In the aftermath of the murder of George Floyd and countless other black people in the US, hundreds (thousands?) of protests have sprung up in every corner of the country demanding justice and accountability, and permanent systemic change to the structural racism this country was built on. During such a critical moment for racial justice and human dignity, the sheer amount of protest activity can make it hard to see and make choices about how you can support and participate.
For some people, attending a protest is not a viable option. But there are many roles to play in a protest, and we’re going to explore a few of them here. And as an explicit editorial note, I’m mostly speaking to white people here— this is your moment to show up in ways that you have never considered before. It is not up to black people, and other people of colour, to dismantle their own systemic oppression on their own. White people must be part of this fight, now.
If you can’t get your physical body into a protest, here are some other ways to help.
Giving money can sometimes feel like an easy way out, but it cannot be overstated how critical funds are for local movements right now. While it may seem straightforward to donate to large organisations with whom you’re already familiar, seek out the smaller, local community organisations who are organising and leading the protests you’d like to support. Here’s a link to bail funds, for example, for protesters around the U.S.
Getting arrested can be scary and exhausting; many groups often organise moral and material support for those who’ve been arrested. See if people are gathering outside the jails or courthouses to show support for protesters while they’re in, or after they come out. If you have legal experience, check with the National Lawyers Guild or local organisations to see if you can help there.
Can you get food to the protest area? (Don’t automatically send pizzas, though— try to find out what’s needed first.) Sometimes religious organisations who support social justice and/or who are nearby where the protest is happening will house food operations, for example.
Do you know people who would like to go to or work on a protest, but need help taking care of their kids? Or does one of the organising groups have a volunteer opportunity with kids? Childcare is an often-overlooked need in many mainstream liberal movements, and we should be centering these kinds of needs to make sure many different kinds of people can participate.
Do you have particular expertise that you can donate? Can you teach other people how to do what you know how to do?
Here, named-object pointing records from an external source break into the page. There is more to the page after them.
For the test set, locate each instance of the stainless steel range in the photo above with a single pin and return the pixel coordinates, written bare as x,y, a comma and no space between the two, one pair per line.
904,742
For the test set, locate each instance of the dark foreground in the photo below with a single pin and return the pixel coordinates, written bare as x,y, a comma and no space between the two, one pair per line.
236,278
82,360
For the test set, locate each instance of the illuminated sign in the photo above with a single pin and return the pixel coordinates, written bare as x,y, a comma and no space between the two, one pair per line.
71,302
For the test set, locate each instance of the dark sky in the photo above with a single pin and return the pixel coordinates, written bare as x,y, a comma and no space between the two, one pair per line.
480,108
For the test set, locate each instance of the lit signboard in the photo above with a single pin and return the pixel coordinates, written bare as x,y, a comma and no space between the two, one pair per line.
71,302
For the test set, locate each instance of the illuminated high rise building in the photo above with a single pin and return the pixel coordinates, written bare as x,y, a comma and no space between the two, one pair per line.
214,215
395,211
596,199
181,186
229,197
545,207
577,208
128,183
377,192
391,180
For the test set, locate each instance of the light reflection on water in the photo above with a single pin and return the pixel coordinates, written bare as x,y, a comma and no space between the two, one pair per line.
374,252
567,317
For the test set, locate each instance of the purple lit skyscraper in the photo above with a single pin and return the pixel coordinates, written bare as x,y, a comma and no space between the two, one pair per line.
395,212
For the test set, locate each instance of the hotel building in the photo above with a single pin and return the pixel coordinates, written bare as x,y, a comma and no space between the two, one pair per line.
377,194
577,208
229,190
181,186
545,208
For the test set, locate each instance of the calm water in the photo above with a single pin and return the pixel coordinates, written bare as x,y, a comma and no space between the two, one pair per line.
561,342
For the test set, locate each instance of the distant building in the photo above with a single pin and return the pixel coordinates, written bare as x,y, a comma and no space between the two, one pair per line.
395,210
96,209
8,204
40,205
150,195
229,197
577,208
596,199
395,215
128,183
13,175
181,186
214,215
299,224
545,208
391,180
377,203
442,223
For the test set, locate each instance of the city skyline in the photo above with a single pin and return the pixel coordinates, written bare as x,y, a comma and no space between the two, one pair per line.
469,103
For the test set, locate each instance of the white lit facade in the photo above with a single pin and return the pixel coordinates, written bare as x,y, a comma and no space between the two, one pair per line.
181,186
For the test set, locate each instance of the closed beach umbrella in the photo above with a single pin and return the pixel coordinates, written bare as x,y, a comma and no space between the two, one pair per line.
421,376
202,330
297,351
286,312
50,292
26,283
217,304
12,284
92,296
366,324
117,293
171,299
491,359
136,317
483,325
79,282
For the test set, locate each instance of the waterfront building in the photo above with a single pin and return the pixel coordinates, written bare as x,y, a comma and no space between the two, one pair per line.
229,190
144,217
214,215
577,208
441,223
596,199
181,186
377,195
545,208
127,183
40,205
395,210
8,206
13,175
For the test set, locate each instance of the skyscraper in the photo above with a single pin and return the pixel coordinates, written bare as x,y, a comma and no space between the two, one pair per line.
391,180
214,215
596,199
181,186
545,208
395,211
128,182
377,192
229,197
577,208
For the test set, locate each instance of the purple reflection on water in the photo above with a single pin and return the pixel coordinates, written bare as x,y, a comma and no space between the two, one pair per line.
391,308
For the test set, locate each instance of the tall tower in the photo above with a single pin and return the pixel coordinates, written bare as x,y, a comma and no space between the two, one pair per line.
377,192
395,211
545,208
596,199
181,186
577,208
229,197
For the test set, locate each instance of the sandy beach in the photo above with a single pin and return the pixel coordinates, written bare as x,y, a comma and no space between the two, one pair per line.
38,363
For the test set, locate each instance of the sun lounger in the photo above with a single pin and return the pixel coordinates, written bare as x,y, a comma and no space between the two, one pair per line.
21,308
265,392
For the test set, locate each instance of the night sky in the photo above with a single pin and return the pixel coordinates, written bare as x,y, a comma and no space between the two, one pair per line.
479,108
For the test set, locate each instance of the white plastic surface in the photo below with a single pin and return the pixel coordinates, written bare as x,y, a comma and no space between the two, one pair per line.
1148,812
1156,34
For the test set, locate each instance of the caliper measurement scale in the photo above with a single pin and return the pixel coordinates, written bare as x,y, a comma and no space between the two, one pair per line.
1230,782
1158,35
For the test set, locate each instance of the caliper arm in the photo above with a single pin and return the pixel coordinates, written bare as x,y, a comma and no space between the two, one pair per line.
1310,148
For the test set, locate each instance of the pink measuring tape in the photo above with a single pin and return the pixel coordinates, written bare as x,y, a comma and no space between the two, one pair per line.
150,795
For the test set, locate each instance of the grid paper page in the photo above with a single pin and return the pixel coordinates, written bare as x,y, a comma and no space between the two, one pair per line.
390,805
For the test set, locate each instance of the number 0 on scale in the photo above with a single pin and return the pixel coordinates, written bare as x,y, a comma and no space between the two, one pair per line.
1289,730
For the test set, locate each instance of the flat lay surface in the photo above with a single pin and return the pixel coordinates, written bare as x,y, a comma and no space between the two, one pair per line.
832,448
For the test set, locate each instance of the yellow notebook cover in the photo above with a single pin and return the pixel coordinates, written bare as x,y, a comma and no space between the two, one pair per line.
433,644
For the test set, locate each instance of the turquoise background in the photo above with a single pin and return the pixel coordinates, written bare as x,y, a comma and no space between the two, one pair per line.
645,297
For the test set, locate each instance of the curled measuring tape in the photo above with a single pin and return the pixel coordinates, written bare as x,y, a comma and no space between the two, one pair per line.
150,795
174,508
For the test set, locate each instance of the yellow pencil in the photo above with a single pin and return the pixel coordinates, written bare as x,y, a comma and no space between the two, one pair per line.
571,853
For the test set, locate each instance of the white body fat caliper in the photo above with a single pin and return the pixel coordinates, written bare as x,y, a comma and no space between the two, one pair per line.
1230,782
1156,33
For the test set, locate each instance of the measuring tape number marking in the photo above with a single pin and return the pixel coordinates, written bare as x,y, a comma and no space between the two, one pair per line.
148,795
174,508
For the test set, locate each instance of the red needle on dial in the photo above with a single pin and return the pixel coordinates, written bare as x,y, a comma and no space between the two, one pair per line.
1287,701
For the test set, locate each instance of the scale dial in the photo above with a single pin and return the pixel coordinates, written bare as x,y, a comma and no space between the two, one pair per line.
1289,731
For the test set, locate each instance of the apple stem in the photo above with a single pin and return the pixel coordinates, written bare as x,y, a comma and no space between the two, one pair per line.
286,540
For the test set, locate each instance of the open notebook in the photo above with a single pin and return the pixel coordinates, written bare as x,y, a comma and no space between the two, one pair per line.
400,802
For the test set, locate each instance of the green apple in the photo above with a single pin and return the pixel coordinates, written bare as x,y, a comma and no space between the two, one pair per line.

Often technology expertise is a needed skill, but there are many depending on the location and the moment.
Can you make phone calls or do text message work? Are you willing to clean up things needing cleaning, or move resources around town? Can you stuff envelopes or do door-to-door work? There are so many jobs behind the scenes to keep a protest healthy and moving! Check out this guide from Beyond The Streets for a comprehensive list; it was originally created for the Ferguson protests, but mostly remains frustratingly relevant today. (Thanks to Jasmine Burnett for that link.)
Don’t know where to start? If you’re not already connected to your local racial justice activism scene, there’s no time like the present! You can look up a local Showing Up for Racial Justice chapter; I also recommend following and supporting the work of as many Black people as possible, who often link to local action. Some of my favourites include: Leslie Mac, Black Lives Matter, Mia Birdsong, Jasmine Burnett, Charlene Carruthers, Malkia Devich-Cyril, Pamela Merritt, Tarana Burke, Sabrina Hersi Issa, and Blair Imani. (Do not ask these or other Black people for help on how to help right now— they have a lot of other work on their plates and don’t need our emotional burden.)
Other broader resource favourites include Anti-racism resources for white people and 75 Things White People Can Do for Racial Justice. Go down the rabbit hole of these lists and find who and what resonates with you near you.
A note about getting ready to offer support: if you’re a white person and new to an organisation or group, be prepared for the possibility that your help may not be accepted. There are a bajillion reasons why local groups on the ground may not be welcoming newcomers right now. Their safety is more important than your ego; seek another way of supporting them if in-person help is not accepted in this moment.